Taking the TB treatment was extremely challenging. I used to cry a lot, unlike my usual self.  It was overwhelming to realize that the treatment was just beginning and had to be taken for two years.

People were surprised to learn I had TB, almost like I did not fit into their perception of what a patient with the disease should look like.  This is not surprising with a disease with so much stigma attached to it.

However, anyone can get TB as the bacteria is spread through the air. TB can affect the lungs, but also other parts of the body like the brain. Not all patients with TB present with symptoms, but often a persistent cough, fever, nights sweats and weight loss are associated with TB. Therefore, people who experience these symptoms should ask to be tested for TB at their local clinic. By taking treatment, the person can protect their household and community, as they will not remain infectious. Family members and children living with a patient with TB are also at risk and should be tested for TB.

Importance of social support

Oxley participating in the #UnmaskStigma campaign for World TB Day.

Health systems and communities can provide support to patients who are sick with TB. A social support package including not only practical support such as transport or nutritional support, but also emotional and psychological support, should be prioritised.

In health care facilities, the World Health Organization’s TB infection control measures should be implemented as health care workers are more at risk than the general population to contract TB. Managers in all health facilities and departments should create a culture of adhering to infection control measures.

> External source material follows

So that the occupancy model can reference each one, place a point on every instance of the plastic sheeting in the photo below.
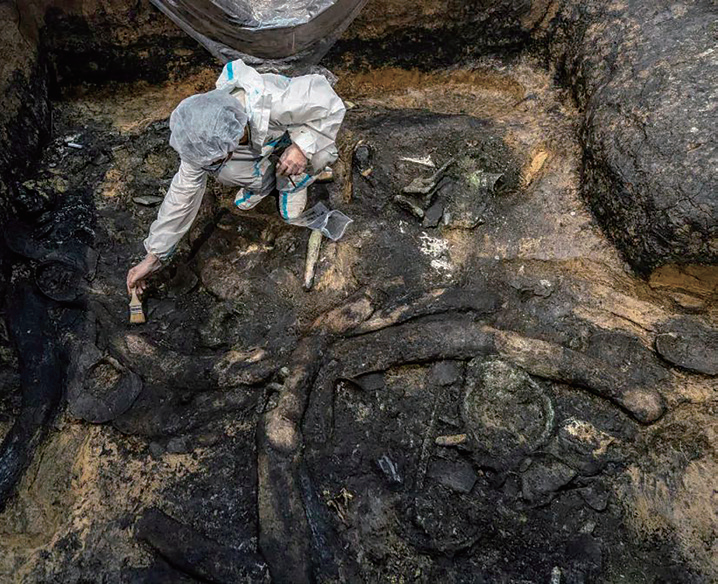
(280, 34)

They should lead by example and wear the N-95 respirators, make sure their staff is trained on TB infection control measures and that resources such as the N-95 respirators, are available.

Today, I am fully cured and healthy. I feel free, as if the sun is shining again. I was fortunate to start a new job. Dr Liana Steenkamp, an inspiring researcher, opened a new field of work up to me.  I enjoy being able to spend time with my family and friends, work, exercise, and do fun things again.

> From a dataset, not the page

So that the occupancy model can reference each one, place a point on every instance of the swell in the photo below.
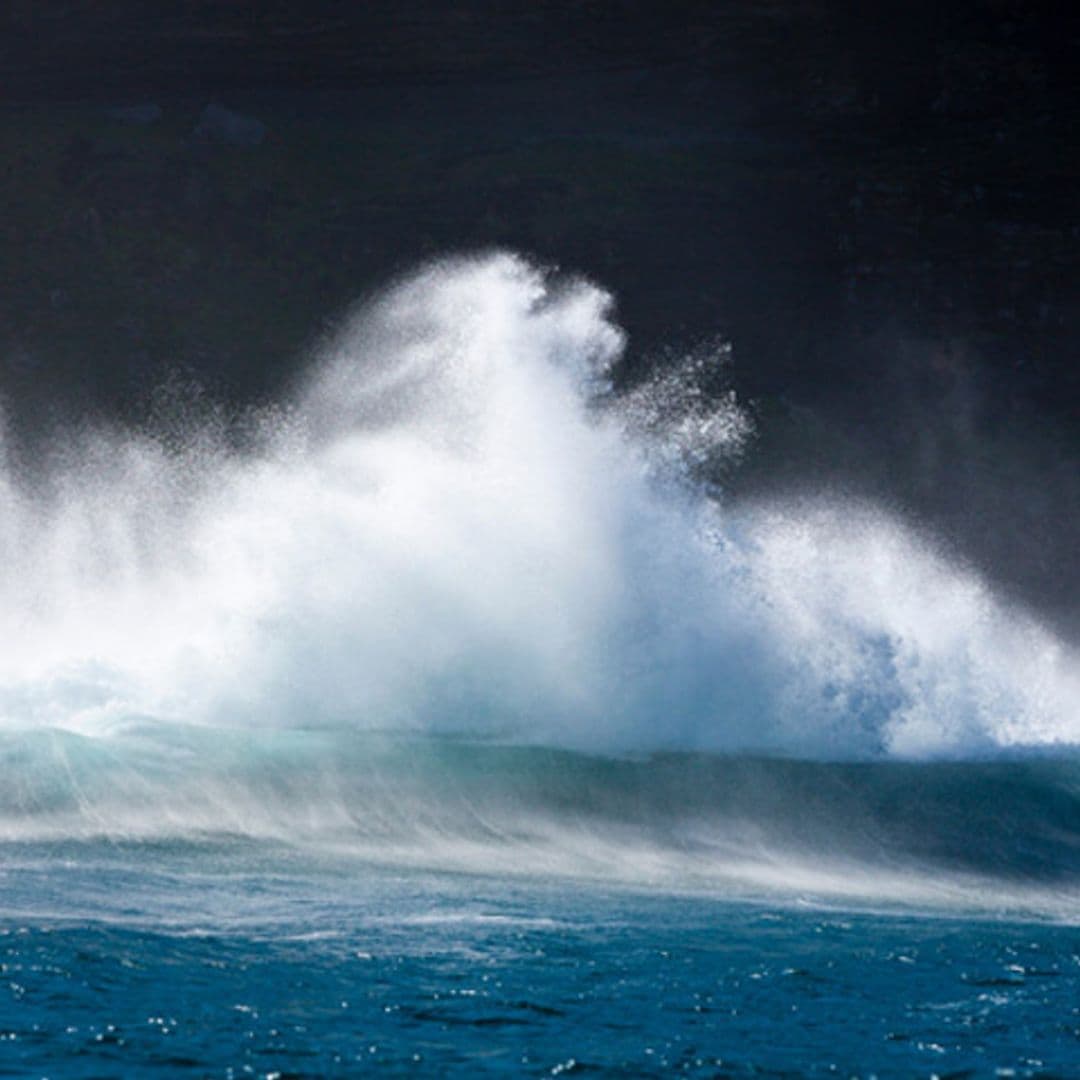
(949, 831)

Fighting TB a “worthy cause”

I am grateful for the chance to turn adversity into an opportunity to make a difference. As an active member of TB Proof, a South African organization involved in TB advocacy I have learned that each person’s story and experience is valuable and that fighting TB is a worthy cause. Through patient and civil society advocacy, TB Proof aims to help address shortcomings in TB prevention and treatment strategies, both for HCWs and the population they serve. My involvement with ACTION, www.Action.org, including my recent media training in Paris, France, has equipped me to be a better advocate on all our behalf. Increased investment in TB research to improve outcomes for those with the disease and to reduce the stigma that prevents too many from seeking treatment is needed.

Ingrid Oxley, with TB Proof, campaigning against stigma for World TB Day.

As a health care professional, I have the opportunity to educate the public about TB and to contribute to the international goals of eliminating the disease in the shortest possible time – by 2030 as set by the World Health Organization.

I am especially passionate about the need for new research that can provide a framework in which community members are actively involved in the research process as partners. The people most affected by the scourge of TB need to be involved with researchers, health workers, leaders in the communities, and politicians who are all working to make a difference.

Patients who have TB endure a lot of suffering and we can all be that person to support, encourage and help them along the path to being cured. I believe social support for patients with TB can make a big difference.  Now more than ever, it is important that we all unite to end TB! – Health-e News.

 

Ingrid Oxley is a research assistant and junior lecturer at the Dietetics Division, Nelson Mandela Metropolitan University in Port Elizabeth.